It's absoolutely gorgeous, especially in blue.


----------



## andy665 (Nov 1, 2005)

The orange is even more spectacular than the blue, Lexus are using some pretty trick paint technology currently that gives certain colours incredible depth


----------



## Spinonit (Nov 10, 2013)

Stunning motor. Someone lives near me has a new IS300 in black with a similar front design. I can't stop staring at it when I walk the dog - I'd love to polish it - Lexus builds some beautiful curves into the front ends of their cars and it's almost like that car wants you to notice it, but not an 'in your face' kind of way - much more subtle, but much more effective imo.


----------



## andy665 (Nov 1, 2005)

Spinonit said:


> Stunning motor. Someone lives near me has a new IS300 in black with a similar front design. I can't stop staring at it when I walk the dog - I'd love to polish it - Lexus builds some beautiful curves into the front ends of their cars and it's almost like that car wants you to notice it, but not an 'in your face' kind of way - much more subtle, but much more effective imo.
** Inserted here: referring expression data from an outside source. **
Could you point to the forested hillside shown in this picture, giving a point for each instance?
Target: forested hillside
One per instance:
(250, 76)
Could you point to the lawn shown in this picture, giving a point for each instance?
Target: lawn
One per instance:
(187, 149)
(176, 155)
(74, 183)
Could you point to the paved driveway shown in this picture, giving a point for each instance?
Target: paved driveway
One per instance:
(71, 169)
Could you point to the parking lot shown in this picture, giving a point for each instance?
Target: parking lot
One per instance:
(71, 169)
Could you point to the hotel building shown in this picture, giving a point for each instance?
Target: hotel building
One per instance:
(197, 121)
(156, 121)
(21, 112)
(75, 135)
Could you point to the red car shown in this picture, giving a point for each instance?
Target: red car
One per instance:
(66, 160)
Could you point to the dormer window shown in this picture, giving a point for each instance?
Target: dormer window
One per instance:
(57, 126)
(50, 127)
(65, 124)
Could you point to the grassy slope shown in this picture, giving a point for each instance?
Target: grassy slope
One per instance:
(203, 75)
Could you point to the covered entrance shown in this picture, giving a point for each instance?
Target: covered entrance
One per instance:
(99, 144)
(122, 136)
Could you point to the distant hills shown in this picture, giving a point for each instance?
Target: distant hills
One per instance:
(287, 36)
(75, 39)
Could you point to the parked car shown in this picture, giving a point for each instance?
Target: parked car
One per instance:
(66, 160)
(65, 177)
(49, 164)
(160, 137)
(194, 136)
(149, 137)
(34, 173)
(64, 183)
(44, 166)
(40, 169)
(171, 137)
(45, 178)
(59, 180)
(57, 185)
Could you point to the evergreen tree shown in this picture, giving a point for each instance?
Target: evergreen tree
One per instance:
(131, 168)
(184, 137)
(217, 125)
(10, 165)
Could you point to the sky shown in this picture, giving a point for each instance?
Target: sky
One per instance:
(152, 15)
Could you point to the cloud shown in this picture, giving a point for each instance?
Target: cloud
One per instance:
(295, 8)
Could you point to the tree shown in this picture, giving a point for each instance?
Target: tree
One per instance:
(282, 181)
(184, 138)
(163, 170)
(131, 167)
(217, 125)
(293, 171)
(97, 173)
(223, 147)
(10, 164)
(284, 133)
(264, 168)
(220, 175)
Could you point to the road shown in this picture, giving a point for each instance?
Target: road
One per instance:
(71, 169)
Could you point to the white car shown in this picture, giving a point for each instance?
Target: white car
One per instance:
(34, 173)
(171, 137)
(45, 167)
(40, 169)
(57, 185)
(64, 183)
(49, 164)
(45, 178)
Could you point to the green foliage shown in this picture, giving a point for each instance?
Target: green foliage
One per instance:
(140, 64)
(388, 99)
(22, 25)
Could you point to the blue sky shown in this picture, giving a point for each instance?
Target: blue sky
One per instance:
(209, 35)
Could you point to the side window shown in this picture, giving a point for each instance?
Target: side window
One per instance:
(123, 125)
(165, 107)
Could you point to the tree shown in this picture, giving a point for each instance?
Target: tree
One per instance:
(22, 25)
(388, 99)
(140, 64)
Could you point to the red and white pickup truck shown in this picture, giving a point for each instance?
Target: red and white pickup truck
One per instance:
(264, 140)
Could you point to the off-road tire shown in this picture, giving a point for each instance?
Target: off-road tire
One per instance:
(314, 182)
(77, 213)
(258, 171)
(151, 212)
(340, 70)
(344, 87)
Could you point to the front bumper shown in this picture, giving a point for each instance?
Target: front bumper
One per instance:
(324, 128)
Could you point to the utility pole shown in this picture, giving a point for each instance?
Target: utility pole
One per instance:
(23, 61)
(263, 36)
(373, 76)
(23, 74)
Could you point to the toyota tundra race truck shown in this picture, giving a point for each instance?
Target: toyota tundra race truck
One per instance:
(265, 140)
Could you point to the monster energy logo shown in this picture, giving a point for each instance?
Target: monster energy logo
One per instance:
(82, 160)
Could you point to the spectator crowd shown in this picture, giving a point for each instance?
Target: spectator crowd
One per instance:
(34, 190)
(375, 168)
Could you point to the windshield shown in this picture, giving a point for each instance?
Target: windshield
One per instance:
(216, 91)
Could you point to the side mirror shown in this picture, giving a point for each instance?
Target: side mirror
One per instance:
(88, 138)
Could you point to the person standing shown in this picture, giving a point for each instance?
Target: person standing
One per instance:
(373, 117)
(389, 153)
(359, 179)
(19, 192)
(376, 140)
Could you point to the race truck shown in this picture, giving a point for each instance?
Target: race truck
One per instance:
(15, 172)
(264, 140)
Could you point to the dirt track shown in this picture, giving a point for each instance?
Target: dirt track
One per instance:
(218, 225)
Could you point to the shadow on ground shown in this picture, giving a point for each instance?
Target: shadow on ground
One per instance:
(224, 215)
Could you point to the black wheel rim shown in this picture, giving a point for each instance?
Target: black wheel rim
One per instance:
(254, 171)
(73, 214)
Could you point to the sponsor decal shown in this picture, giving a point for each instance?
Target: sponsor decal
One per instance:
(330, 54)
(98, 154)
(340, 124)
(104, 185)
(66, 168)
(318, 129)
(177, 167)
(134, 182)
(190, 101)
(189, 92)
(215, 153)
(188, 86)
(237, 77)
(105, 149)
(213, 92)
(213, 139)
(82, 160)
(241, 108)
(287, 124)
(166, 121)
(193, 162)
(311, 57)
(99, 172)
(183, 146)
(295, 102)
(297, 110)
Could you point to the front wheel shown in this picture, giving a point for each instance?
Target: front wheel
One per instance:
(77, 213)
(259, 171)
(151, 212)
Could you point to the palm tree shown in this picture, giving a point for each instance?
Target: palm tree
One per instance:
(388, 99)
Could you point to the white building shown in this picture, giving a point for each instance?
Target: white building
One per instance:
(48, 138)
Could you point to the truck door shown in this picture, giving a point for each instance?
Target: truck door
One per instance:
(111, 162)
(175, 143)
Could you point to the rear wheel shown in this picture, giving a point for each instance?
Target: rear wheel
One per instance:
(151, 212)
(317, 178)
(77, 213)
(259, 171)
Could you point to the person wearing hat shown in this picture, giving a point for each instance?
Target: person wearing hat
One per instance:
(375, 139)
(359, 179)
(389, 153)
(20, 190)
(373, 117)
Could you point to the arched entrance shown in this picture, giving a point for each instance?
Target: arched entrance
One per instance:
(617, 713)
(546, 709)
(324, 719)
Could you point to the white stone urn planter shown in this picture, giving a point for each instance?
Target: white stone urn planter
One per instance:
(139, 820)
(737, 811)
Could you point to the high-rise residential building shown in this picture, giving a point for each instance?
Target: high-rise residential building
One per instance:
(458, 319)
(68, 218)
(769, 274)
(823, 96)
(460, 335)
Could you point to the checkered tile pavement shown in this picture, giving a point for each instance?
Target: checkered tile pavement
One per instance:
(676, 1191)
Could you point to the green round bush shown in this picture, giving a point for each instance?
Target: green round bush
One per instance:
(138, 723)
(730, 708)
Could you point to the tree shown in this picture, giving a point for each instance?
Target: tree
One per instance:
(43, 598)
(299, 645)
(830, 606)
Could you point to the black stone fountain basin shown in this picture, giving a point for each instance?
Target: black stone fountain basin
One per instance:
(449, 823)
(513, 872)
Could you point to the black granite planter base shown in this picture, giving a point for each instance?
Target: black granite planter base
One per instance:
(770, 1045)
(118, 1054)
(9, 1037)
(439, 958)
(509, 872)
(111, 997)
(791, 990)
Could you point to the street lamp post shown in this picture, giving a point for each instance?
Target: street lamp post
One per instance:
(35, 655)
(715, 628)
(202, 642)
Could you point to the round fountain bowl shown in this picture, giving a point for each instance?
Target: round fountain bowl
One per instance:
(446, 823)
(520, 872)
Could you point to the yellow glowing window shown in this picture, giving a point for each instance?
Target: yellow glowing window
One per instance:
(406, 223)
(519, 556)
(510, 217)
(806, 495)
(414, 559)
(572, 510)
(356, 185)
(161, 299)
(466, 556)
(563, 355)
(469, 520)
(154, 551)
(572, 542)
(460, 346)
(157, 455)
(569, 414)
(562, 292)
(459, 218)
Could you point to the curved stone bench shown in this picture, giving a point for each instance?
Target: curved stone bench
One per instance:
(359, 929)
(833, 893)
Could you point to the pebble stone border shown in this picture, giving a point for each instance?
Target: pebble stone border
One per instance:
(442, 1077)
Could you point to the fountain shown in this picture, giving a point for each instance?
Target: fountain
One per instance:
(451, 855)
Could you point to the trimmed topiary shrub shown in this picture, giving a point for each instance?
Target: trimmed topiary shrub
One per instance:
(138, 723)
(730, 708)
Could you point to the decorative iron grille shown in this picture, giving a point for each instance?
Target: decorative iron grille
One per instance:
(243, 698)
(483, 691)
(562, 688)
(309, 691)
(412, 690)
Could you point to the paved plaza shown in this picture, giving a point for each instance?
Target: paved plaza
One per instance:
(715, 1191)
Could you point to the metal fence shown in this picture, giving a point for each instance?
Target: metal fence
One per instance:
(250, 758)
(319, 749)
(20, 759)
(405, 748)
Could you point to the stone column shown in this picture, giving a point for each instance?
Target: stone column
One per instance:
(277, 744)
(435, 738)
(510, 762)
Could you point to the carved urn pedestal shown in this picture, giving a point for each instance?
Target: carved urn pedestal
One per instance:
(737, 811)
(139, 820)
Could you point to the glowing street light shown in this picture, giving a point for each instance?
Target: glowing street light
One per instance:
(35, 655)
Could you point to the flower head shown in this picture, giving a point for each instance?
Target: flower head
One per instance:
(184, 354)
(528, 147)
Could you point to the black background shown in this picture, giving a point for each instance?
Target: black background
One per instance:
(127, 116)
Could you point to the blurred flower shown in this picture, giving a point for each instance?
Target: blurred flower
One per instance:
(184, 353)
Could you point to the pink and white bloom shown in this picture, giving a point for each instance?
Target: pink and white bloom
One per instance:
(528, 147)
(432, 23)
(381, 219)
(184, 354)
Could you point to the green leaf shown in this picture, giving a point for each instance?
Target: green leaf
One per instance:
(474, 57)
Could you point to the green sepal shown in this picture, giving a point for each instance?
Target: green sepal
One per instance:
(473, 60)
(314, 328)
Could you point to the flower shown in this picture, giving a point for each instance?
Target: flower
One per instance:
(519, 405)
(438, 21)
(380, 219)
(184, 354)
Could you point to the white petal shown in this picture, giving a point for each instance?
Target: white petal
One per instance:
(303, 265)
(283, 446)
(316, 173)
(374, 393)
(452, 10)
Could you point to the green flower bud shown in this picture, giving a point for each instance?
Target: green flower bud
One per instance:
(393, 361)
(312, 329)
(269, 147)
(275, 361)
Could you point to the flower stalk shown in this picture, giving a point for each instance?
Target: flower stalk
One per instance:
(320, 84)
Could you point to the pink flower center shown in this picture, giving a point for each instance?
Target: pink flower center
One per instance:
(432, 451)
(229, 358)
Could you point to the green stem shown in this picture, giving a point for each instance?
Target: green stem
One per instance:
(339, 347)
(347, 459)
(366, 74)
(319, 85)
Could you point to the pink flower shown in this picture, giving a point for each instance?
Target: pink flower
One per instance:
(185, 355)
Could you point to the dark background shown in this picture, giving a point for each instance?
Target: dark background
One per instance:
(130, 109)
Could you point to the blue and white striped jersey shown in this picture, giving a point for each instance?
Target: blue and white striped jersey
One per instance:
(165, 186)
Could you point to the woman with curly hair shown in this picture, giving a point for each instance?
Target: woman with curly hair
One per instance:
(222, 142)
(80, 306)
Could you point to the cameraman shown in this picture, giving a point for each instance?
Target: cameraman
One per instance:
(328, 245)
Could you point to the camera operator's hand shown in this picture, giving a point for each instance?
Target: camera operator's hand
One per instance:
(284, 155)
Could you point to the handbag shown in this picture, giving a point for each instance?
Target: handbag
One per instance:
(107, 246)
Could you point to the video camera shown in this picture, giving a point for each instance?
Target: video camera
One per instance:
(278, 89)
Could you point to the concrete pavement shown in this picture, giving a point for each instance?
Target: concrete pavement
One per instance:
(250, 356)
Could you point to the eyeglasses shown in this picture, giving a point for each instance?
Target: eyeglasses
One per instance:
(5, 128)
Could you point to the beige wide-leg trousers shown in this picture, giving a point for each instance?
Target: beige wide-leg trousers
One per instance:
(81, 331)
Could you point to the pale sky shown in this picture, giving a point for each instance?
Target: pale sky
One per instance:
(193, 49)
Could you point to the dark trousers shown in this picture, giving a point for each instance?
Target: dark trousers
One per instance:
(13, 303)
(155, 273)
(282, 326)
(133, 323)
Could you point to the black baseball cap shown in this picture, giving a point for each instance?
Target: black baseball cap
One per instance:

Doing a lot of work with Lexus at the moment, they are a fascinating company. European sales aspirations are small, want to achieve 100k sales by 2020, doubling the current figure but at the same time they want to ensure that the customer purchase / ownership experience is unmatched within the premium sector.

After years of playing it safe with design they decided a couple of years ago to become more "polarising", rather than people not even noticing the product they want people to have an opinion, they believe that is better than playing it safe

I see a lot of the pipeline stuff and they are not chasing Audi, Mercedes or BMW, they plough theirs own furrows and Lexus is now getting the confidence to do its own thing rather than just "following" the German 3 and that's a brave move

The tide is starting to turn against diesel, for years people laughed at Lexus and hybrid, perhaps they were simply ahead of the curve and as the future unfolds, the technology leadership they have will absolutely be maintained

As for the RC F, its not an M4 wannabe, its an RC F, they accept that most people in the market for such a car will simply follow the herd and go the German 3 route - doesn't make the RC F a bad car and those who don't consider it may just be missing a trick


----------



## Christian6984 (Dec 20, 2007)

everyone seems to like it, but gotta be honest don't like it...not at all


----------



## Kerr (Mar 27, 2012)

Lexus came on to the scene a few years ago and everyone talked about their quality. 

They just didn't seem to build on that and become popular. It is uncommon to see many of the road. 

They did build the SC430 which was an ugly thing and people did seem to notice that one. Strange people ignore the good ones but find time to slate the bad ones. 

Read a few people who share the opinion the Lexus LFA is the best car in the world. Ever seen one? Neither have I. 

There is only a handful of IS-Fs for sale. This has kept their prices up higher than expected. There isn't much price difference between a later IS-F with the LSD over a M3 of that time. 

It'll be interesting to see how that Coupe goes. 

Lexus could be doing with taking a leaf out of Jaguar's book. Jaguar are making a good name and creating a new image for themselves.


----------



## andy665 (Nov 1, 2005)

Kerr said:


> Read a few people who share the opinion the Lexus LFA is the best car in the world. Ever seen one? Neither have I.
> 
> Lexus could be doing with taking a leaf out of Jaguar's book. Jaguar are making a good name and creating a new image for themselves.


Only made 500 and only 5 in the UK so will always be a rare sight. Certainly the best balanced, most useable supercar I have ever driven, how a 1480kg 4.8 litre V10 supercar can feel as alive and intense as a Caterham is down to insane levels of attention to detail and engineering knowledge

RC F is just the start of a new Lexus - the pipeline stuff is very, very interesting

RC F residuals should be healthy, only 150 per year for the UK will definitely help


----------